Nantucket is roughly 30,000 acres or, 47.8 square miles of island. Yet in a fraction of this space, there are a staggering number of world-class restaurants operating on the island, many of them for only half the year.
Part of their charm is not only the highest quality of staff from chefs to waiters and waitresses to bartenders, and their nearly indescribably delicious food, but the intimate, neighborly atmosphere one gets in these small bistros. The experience of eating out on Nantucket one-of-a-kind.
From Nantucket’s harbors come oysters grown in cages in the shallows of the upper harbor, Nantucket Bay Scallops dredged from eelgrass beds, quahogs dug from the harbor bottom all year-long and sometimes, blue mussels along with striped bass from just off shore.
Nantucket chefs source many of their vegetables on their menus from island farms such as Bartlett’s Ocean View Farm, Pumpkin Pond Farm, Moors End Farm and Hummock Pond Farm. Several restaurants have even earned the Nantucket-Grown designations of bronze, silver and gold from Sustainable Nantucket, a rating of island agricultural sustainability awarded to those eateries that source between 5% and 35% of their provisions from local farms.

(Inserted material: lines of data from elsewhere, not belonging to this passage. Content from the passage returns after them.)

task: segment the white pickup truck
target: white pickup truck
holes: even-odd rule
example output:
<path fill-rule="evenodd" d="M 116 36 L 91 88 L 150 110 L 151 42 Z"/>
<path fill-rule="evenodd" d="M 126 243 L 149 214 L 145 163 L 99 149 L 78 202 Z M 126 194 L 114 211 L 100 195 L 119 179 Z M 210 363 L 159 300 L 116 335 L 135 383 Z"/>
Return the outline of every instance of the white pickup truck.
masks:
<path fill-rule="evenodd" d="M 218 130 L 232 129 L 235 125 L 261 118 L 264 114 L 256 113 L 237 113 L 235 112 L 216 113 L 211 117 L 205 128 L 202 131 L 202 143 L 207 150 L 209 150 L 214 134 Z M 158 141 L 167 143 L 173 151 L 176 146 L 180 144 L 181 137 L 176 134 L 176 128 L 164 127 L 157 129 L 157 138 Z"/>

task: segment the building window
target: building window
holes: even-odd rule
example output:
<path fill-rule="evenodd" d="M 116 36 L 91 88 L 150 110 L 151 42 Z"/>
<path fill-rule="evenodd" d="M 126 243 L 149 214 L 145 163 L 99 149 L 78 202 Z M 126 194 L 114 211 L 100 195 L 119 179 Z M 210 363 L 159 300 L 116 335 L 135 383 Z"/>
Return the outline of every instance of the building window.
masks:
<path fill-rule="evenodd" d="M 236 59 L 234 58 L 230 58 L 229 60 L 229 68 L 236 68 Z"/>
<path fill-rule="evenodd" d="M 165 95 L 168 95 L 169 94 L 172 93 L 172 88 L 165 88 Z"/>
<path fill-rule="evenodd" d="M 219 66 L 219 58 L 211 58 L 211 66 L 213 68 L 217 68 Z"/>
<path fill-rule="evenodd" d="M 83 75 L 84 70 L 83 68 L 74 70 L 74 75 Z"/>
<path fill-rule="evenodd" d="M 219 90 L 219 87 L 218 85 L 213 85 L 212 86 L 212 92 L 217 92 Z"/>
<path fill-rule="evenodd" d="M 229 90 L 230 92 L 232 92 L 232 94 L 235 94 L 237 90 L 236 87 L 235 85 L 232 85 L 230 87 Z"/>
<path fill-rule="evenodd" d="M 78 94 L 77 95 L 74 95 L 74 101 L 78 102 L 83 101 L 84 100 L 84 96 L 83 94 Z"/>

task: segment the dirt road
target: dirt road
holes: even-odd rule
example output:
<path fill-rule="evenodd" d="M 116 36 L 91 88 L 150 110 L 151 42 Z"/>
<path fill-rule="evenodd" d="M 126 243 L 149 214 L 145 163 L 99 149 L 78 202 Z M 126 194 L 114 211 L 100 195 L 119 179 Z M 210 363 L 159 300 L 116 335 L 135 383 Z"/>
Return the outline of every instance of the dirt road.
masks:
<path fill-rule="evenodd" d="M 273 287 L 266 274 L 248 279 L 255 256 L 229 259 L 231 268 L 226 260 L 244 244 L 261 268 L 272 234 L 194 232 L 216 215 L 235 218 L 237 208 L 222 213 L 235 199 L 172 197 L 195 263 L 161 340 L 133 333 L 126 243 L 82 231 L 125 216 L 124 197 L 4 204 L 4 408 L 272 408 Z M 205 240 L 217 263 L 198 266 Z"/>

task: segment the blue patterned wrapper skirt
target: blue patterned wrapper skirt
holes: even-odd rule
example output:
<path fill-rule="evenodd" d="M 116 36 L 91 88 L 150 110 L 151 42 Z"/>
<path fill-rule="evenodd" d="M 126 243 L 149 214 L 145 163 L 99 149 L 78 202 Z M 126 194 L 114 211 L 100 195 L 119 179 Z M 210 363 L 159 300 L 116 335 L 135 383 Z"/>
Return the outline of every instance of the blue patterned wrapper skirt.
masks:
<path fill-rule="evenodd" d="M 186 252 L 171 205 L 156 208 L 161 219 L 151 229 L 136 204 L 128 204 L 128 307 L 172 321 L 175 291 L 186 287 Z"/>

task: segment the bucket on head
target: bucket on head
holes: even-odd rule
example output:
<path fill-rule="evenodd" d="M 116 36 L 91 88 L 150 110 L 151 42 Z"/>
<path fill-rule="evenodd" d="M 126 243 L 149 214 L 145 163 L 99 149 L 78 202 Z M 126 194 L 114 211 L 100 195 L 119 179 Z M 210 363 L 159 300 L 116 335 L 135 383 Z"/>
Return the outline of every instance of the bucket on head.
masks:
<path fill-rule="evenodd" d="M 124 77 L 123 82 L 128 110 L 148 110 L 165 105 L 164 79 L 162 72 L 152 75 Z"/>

Some of the Nantucket restaurants that have earned Sustainable Nantucket’s Nantucket Grown stamp of island produce approval include Black-Eyed Susan’s, Òran Mór, American Seasons, Straight Wharf Restaurant, Fog Island Grille, The Pearl, Corazon del Mar, Centre Street Bistro, Ventuno, the Sea Grille, The Proprietors, Annye’s Whole Foods, Cowboy’s Meat Market and Deli and the Boarding House.
In addition, some restaurants are known for foraging for wild Concord grapes, blackberries, blueberries and working them and Nantucket cranberries into their dishes.
Nantucket is also the place for many scrumptious culinary events every year. Restaurant Week, which began six years ago and has now expanded to one week in June and one week in October, allows all of us to sample island restaurant food in three-course meals.
And, around the time of the second restaurant week, Nantucket High School students in that the high school’s culinary arts class compete for the title of Nantucket Junior Chef in a contest held at Cisco Brewers. The event benefits the Nantucket Culinary Arts Foundation, which hands out scholarships to island students entering the cooking world through various culinary schools.
Nantucket Wine Festival
In May, there’s the Nantucket Wine Festival featuring wines, beers and spirits from around the world, from all over the U.S., New England and even Nantucket. Over the last 15 years, the Nantucket Wine Festival evolved into one of the most illustrious wine and food events, drawing vintners, chefs and wine lovers from around the planet.
Several of Nantucket’s restaurants maintain wine cellars that rank among the top 10 in the world including Topper’s at the Wauwinet, which regularly wins the Wine Spectator Grand Award and many island eateries annually earn Zagat’s highest rating of 30 or just under!
Remember that although you’re on an island, many of Nantucket’s restaurants function as if they’re in the trendiest parts of cities on the mainland and therefore, despite Nantucket’s casual island style, the dress code at most of the higher end restaurants is not shorts, T-shirts and flip-flops. But there are certainly plenty of casual take-out, sandwich, pizza, taco, pasty and wrap places to choose from that produce delicious, affordable food. In short, there’s plenty of food for all of us.
However, during the summer, especially in July and August, remember that booking reservations well ahead is key to actually eating at many of these fine establishments.